The admin token (OBLETH_ADMIN_TOKEN) is for the Management API only. Never send it to the data plane.

Supported routes

obleth proxies all standard OpenAI inference routes to the configured upstream:

RouteMethodNotes
/v1/chat/completionsPOSTStreaming (stream: true) and non-streaming
/v1/completionsPOSTLegacy completions
/v1/embeddingsPOSTProxied, not fairshare-throttled separately
/v1/modelsGETProxied to upstream
/healthGETReturns ok (no auth required)
/mcp/{server}ANYMCP gateway (see MCP Gateway)

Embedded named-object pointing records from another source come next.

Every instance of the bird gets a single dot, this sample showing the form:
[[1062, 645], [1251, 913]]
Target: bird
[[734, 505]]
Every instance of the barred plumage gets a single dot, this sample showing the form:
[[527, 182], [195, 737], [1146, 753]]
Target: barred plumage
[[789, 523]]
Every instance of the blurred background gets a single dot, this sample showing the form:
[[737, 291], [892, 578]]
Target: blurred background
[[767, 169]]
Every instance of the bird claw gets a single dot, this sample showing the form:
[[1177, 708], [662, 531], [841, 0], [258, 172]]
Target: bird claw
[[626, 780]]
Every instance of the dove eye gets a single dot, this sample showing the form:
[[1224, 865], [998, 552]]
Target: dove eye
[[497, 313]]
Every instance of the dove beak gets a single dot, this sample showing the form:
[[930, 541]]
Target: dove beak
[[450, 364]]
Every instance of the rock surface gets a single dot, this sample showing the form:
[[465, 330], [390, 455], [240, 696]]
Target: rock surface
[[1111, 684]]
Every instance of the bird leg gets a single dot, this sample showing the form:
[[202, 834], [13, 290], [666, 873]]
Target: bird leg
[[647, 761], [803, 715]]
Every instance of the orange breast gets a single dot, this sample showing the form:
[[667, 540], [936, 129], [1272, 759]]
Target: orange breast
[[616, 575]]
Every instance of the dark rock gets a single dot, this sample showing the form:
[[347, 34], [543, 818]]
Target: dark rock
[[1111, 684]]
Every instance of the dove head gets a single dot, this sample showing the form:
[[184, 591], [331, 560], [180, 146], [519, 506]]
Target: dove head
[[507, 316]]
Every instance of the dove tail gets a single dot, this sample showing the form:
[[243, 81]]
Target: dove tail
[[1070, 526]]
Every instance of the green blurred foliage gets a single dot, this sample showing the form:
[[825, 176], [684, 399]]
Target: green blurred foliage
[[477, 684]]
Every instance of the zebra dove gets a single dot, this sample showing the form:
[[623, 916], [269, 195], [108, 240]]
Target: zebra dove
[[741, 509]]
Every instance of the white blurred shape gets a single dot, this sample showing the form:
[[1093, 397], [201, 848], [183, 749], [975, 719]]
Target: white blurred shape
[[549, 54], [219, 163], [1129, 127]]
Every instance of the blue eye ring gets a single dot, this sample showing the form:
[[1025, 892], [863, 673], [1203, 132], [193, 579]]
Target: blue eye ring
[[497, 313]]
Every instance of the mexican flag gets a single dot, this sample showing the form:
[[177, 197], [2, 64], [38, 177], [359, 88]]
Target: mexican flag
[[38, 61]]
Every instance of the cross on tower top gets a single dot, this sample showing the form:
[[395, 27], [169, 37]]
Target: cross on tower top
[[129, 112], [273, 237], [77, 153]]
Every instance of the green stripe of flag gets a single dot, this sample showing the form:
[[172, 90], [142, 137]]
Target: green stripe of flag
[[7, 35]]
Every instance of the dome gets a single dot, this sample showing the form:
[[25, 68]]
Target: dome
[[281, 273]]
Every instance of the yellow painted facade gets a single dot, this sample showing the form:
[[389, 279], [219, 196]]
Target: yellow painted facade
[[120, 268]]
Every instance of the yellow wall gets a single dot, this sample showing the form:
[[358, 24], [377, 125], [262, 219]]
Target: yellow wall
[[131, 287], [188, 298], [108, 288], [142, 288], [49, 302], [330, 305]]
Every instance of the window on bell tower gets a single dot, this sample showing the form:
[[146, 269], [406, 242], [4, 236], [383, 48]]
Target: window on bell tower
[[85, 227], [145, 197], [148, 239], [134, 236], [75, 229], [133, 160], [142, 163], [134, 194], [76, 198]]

Any other path is forwarded to the upstream unchanged — obleth is a fall-through proxy for paths it doesn't handle specially.

Non-streaming request

curl -s http://localhost/v1/chat/completions \
  -H "Authorization: Bearer $SECRET" \
  -H "Content-Type: application/json" \
  -d '{
    "model": "llama-3-70b",
    "messages": [
      {"role": "system", "content": "You are a helpful assistant."},
      {"role": "user", "content": "What is obleth?"}
    ],
    "max_tokens": 256,
    "temperature": 0.7
  }'

Streaming (SSE)

curl -N http://localhost/v1/chat/completions \
  -H "Authorization: Bearer $SECRET" \
  -H "Content-Type: application/json" \
  -d '{
    "model": "llama-3-70b",
    "stream": true,
    "messages": [{"role": "user", "content": "Count to 5"}],
    "max_tokens": 32
  }'

obleth streams the SSE response byte-for-byte from the upstream. The fairshare permit is held until the stream closes.

Models

obleth routes by the model field in the request body. For paths that require model resolution (/v1/chat/completions, /v1/completions), the model must be registered in obleth's model registry.

Register a model:

curl -X POST http://localhost:9090/api/v1/models \
  -H "Authorization: Bearer $TOKEN" \
  -H "Content-Type: application/json" \
  -d '{
    "model_name": "llama-3-70b",
    "upstream_model": "meta-llama/Llama-3-70b-instruct",
    "api_base": "http://my-aibrix:8080",
    "input_cost_per_token": 0.0000005,
    "output_cost_per_token": 0.0000015,
    "context_window": 131072,
    "enabled": true
  }'

For the mock backend dev stack, mock-model is automatically available without registration.

Model admission weight

admission_weight (default 1) multiplies the tenant's weight for the fairshare score on this model. Set it higher for expensive models:

# 70B model costs 4x the admission weight of a 7B model
curl -X PUT http://localhost:9090/api/v1/models/$MODEL_ID \
  -H "Authorization: Bearer $TOKEN" \
  -H "Content-Type: application/json" \
  -d '{...existing fields..., "admission_weight": 4}'

SDK configuration

Python (openai package)

from openai import OpenAI

client = OpenAI(
    base_url="http://localhost/v1",   # or http://localhost:8088/v1 direct
    api_key="sk_...",
)

response = client.chat.completions.create(
    model="llama-3-70b",
    messages=[{"role": "user", "content": "Hello"}],
    max_tokens=64,
)
print(response.choices[0].message.content)

LangChain

from langchain_openai import ChatOpenAI

llm = ChatOpenAI(
    base_url="http://localhost/v1",
    api_key="sk_...",
    model="llama-3-70b",
)

TypeScript / Node.js

import OpenAI from 'openai';

const client = new OpenAI({
  baseURL: 'http://localhost/v1',
  apiKey: 'sk_...',
});

const response = await client.chat.completions.create({
  model: 'llama-3-70b',
  messages: [{ role: 'user', content: 'Hello' }],
  max_tokens: 64,
});

Request limits

LimitValue
Request body size64 MiB
MCP body size16 MiB
Response cache max body512 KiB (larger responses stream through uncached)

Headers forwarded to upstream

obleth forwards all non-hop-by-hop headers from the client to the upstream, minus the client's Authorization header. If the model has an api_key configured, obleth injects that as the upstream's Authorization: Bearer <model_api_key> instead.